14 thoughts on “yet another Python state machine (and why you might care)”

  1. Is there any reason why you didn’t go the method chaining route?
    There doesn’t seem to be any state machine implementation out there that uses some kind of builder pattern.

    The example at least reminds me a lot of fysom (I’m maintaining it).

    Specifying the transitions with dictionary is IHMO not very object oriented.
    I’d rather configure my state machine with something like this for example :

    machine = Machine()

  2. Is there any reason why you didn’t go the method chaining route?

    To be honest, it never occurred to me. But I like the idea a lot, and it wouldn’t take much work to ad d.

    The example at least reminds me a lot of fysom (I’m maintaining it).

    Yes, I modeled transitions in large part on fysom (with some additional features borrowed from Ruby/Rails plugins). As I say in the post, I like fysom a lot in terms of functionality–I just wanted to have a more object-oriented module that could be easily integrated directly into other classes.

    Specifying the transitions with dictionary is IHMO not very object oriented.

    The initialization interface may not look very object-oriented, but the underlying code is. The dictionary format is actually just a convenient shorthand for something like:

    transitions = [Transition(trigger=’move’, source=’old’, dest=’new’, before=…), Transition(…)]

    The events named in the Transition constructor are in turn each instantiated as their own Event object, etc.

    I’d rather configure my state machine with something like this for example:

    I agree, this would be really nice! It would be pretty easy to add that in. I’ll give it a pass when I next work on this (which might not be for a while–this was just a small side project incidental to a larger one). But feel free to submit a PR if you like–I think it would just amount to a a few extra methods in the Machine, Event, and Transition classes.

  3. My one trouble is combining your nice FSM implementation with so-called main loop of messaging. I need my FSM to transition conditionally to other state, in a perpetual fashion. I may utilize “before”, “after”, “on_enter”, “on_exit” callbacks. That’s fine. But I would end up with infinite call stack. Since all of above four are callables, and I might have to call next state’s callable before ending the current callable.

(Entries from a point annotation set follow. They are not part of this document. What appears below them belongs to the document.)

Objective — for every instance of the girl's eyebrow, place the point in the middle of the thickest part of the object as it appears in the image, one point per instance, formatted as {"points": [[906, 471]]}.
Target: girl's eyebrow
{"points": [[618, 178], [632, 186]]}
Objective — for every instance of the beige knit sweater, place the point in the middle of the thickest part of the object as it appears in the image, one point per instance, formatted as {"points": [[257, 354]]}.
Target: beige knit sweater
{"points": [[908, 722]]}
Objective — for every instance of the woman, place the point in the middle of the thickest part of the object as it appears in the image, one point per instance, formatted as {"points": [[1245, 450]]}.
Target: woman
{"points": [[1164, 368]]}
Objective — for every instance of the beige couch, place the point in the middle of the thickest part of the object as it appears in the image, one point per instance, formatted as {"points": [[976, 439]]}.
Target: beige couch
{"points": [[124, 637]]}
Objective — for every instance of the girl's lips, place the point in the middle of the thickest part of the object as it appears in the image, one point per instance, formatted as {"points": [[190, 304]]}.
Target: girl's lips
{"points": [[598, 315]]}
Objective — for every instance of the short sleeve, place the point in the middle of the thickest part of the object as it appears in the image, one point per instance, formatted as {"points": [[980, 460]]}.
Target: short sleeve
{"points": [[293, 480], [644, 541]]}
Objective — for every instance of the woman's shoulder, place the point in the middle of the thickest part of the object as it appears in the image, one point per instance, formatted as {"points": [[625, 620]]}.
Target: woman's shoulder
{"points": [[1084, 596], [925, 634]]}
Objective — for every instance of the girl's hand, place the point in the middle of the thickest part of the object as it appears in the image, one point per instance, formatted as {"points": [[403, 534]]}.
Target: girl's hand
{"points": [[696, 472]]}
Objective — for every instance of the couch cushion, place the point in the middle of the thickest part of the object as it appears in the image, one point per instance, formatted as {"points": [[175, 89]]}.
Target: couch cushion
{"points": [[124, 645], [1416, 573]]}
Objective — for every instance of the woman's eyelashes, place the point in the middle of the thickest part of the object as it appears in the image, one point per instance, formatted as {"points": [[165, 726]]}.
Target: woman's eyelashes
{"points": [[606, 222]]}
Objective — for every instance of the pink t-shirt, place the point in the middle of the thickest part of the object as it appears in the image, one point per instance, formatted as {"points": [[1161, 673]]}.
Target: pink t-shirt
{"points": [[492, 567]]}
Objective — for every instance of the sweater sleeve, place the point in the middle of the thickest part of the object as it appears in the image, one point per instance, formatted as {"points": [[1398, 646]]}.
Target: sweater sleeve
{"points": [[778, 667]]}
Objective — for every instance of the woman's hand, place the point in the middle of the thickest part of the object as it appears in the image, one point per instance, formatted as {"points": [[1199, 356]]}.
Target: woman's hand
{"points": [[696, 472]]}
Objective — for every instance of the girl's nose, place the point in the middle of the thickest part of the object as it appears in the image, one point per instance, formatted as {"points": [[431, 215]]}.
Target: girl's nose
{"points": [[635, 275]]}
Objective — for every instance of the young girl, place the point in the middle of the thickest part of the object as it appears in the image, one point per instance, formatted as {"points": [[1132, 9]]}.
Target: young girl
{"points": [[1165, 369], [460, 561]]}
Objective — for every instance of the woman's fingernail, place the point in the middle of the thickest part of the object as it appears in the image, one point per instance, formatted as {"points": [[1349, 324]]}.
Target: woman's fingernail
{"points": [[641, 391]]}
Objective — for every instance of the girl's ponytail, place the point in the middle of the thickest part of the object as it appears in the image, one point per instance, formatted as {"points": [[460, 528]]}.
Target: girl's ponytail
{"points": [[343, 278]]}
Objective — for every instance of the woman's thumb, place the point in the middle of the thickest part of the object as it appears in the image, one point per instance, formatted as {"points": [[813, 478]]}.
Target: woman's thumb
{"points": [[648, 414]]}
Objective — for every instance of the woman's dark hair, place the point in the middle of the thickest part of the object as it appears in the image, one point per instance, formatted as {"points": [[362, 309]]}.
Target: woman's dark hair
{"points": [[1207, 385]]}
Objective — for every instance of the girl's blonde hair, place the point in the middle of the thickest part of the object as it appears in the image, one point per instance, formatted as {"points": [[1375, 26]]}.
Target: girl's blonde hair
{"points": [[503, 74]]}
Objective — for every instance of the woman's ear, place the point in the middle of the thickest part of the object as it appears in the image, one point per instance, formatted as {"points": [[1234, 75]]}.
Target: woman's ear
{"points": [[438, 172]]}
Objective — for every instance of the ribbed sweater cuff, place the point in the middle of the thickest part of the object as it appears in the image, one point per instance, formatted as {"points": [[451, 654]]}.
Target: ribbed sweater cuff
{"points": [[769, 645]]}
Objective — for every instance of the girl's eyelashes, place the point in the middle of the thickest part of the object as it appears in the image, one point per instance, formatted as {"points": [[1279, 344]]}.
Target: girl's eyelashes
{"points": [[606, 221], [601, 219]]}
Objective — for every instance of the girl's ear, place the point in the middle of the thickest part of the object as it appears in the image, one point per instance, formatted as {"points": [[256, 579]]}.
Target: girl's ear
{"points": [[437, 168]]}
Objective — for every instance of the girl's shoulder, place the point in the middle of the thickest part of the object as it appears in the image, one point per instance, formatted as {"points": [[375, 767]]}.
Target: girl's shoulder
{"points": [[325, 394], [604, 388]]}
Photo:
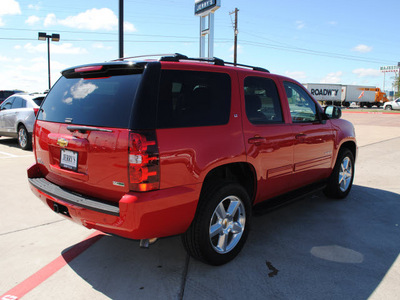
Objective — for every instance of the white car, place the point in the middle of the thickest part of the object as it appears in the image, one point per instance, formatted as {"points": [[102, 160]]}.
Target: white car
{"points": [[395, 104], [17, 117]]}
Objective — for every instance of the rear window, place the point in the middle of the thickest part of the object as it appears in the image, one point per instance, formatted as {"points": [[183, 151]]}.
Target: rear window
{"points": [[192, 98], [101, 102], [38, 101]]}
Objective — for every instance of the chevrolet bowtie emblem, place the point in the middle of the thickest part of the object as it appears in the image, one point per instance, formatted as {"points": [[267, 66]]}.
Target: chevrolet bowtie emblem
{"points": [[62, 142]]}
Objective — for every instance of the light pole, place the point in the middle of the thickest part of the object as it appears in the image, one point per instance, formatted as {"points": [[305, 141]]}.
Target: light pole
{"points": [[55, 38]]}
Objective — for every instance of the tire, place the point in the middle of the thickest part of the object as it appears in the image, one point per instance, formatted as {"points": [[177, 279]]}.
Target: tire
{"points": [[341, 179], [216, 236], [24, 138]]}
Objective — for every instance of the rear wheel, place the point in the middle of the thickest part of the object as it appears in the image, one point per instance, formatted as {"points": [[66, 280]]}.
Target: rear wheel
{"points": [[221, 225], [341, 179], [24, 138]]}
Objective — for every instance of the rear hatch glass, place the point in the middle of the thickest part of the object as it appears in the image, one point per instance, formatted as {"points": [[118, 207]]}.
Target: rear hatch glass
{"points": [[104, 102], [82, 134]]}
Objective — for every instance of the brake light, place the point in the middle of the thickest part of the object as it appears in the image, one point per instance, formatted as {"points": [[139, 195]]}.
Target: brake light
{"points": [[88, 69], [143, 161]]}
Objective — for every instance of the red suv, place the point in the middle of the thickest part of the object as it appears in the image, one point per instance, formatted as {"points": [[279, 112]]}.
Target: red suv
{"points": [[151, 149]]}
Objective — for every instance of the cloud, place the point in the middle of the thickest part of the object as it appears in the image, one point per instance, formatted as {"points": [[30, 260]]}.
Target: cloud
{"points": [[300, 25], [63, 48], [35, 7], [367, 72], [334, 77], [95, 19], [298, 75], [32, 20], [50, 20], [101, 46], [362, 48], [9, 7]]}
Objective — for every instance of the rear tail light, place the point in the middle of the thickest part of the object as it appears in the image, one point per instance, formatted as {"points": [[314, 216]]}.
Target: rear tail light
{"points": [[144, 161]]}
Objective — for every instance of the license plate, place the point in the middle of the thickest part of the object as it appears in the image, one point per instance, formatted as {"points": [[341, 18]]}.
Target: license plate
{"points": [[69, 159]]}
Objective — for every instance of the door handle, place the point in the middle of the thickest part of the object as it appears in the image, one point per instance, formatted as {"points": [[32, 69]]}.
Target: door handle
{"points": [[300, 136], [257, 140]]}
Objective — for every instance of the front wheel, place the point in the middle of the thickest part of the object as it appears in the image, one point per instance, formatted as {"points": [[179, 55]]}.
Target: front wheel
{"points": [[341, 179], [24, 138], [221, 225]]}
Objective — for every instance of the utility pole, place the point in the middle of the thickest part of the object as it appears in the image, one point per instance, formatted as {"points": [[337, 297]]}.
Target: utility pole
{"points": [[121, 28], [236, 33]]}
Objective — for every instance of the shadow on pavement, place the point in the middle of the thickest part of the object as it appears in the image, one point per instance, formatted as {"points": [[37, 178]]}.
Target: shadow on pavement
{"points": [[311, 249]]}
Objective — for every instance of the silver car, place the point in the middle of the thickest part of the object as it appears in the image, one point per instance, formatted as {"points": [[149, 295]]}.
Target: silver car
{"points": [[17, 117]]}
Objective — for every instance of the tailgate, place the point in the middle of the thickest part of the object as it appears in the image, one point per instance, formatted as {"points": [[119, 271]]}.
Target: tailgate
{"points": [[89, 161]]}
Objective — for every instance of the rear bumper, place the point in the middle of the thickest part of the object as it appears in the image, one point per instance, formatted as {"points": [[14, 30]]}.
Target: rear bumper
{"points": [[136, 215]]}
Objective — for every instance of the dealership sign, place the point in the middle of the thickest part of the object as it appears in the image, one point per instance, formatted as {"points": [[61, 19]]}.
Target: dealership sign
{"points": [[206, 6], [390, 69]]}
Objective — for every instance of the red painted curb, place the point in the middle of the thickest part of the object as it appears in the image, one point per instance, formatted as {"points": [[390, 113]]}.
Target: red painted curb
{"points": [[47, 271]]}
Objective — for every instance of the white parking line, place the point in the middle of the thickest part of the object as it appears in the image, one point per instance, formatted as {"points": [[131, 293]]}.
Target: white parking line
{"points": [[9, 155]]}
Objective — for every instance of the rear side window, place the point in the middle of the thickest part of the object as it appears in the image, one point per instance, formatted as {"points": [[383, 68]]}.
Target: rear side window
{"points": [[192, 98], [302, 108], [38, 101], [18, 103], [102, 102], [262, 102]]}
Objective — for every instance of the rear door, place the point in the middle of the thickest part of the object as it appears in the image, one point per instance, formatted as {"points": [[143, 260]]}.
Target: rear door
{"points": [[5, 114], [82, 133], [314, 139], [268, 136]]}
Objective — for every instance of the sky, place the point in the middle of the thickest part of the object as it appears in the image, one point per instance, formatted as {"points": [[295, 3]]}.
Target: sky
{"points": [[338, 42]]}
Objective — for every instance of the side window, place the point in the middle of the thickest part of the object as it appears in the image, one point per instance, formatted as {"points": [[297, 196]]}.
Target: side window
{"points": [[262, 101], [302, 108], [18, 103], [192, 98], [7, 104]]}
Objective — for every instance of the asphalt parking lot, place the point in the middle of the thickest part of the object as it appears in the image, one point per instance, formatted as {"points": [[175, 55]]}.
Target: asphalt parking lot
{"points": [[315, 248]]}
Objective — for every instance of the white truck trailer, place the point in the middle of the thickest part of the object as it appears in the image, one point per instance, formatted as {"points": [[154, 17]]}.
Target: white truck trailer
{"points": [[326, 94], [361, 95]]}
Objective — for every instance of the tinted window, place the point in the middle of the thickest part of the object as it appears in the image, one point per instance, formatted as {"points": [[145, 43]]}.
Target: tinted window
{"points": [[7, 104], [191, 98], [103, 102], [18, 103], [38, 101], [262, 101], [302, 107]]}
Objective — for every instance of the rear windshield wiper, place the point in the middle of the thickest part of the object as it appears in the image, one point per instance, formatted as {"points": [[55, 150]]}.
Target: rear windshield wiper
{"points": [[84, 129]]}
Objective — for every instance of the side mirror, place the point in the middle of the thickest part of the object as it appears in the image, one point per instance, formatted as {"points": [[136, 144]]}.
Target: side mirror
{"points": [[333, 112]]}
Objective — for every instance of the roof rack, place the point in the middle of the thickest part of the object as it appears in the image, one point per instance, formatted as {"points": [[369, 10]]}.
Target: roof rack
{"points": [[217, 61], [141, 56]]}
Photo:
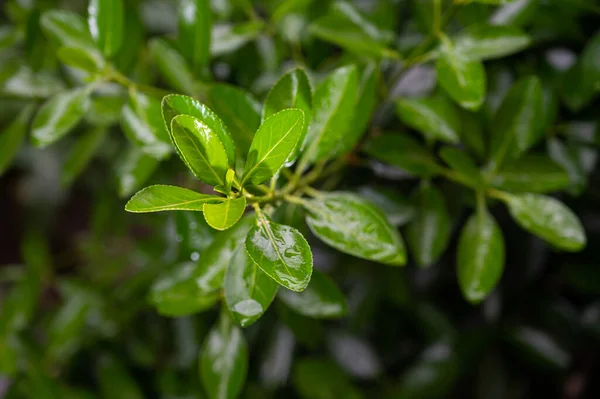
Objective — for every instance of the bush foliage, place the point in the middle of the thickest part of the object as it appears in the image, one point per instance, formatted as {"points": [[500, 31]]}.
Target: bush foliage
{"points": [[301, 198]]}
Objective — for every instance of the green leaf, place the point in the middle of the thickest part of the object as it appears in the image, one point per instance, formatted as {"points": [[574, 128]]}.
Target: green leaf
{"points": [[404, 152], [463, 164], [134, 170], [321, 299], [224, 360], [214, 262], [346, 27], [106, 24], [81, 154], [516, 125], [535, 173], [67, 29], [176, 292], [274, 142], [12, 137], [58, 116], [240, 112], [429, 232], [333, 106], [168, 198], [200, 149], [435, 117], [462, 77], [142, 123], [172, 66], [547, 218], [480, 258], [195, 24], [224, 215], [281, 252], [291, 91], [175, 104], [248, 290], [354, 226], [484, 42]]}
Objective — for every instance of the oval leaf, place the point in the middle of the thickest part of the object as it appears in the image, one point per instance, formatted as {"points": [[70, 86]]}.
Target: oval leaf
{"points": [[480, 258], [168, 198], [200, 149], [248, 290], [273, 144], [354, 226], [225, 214], [321, 299], [281, 252], [547, 218]]}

    Can you advise a proper design instead?

    1. Hi Porce,

      I’m not sure I understand you completely… conditional transitions are currently implemented; you can make transitions conditional on passing one or more conditions. Is your point that you would like transitions to be chained automatically, and they currently aren’t?

      I’m happy to discuss this in more detail, but it’s probably best if you open an issue on the github repo. Thanks!

  4. @mriehl that looks like a good idea – I haven’t found a state machine implementation in python that I like yet, but I might give this a go – we could do with more APIs like this in python.

  5. Great work. Between this post and your documentation on GitHub, it was simple to implement too. Thanks for sharing!!

  6. I found it very simple yet powerful, thanks !

    My question is: is there any way to run a generic callback function, no matter what transition is called ? Or should I declare a callback function for each transition ?

    Thanks in advance !


  7. Stumbled upon your repo and this blog, while trying to find ways to build FSM using python. Not only is this one great library for FSM, but a very elegant piece of code. Thanks for all the work.

  8. Totally agree with Shashank: useful tool, great code. Thanks for the work! Are there any code examples / experiences of using this for an API (which would need state persistence etc)?

  9. Hi Tried running your example code and I encountered an error: AttributeError: Callable with name 'user_agrees' could neither be retrieved from the passed model nor imported from a module.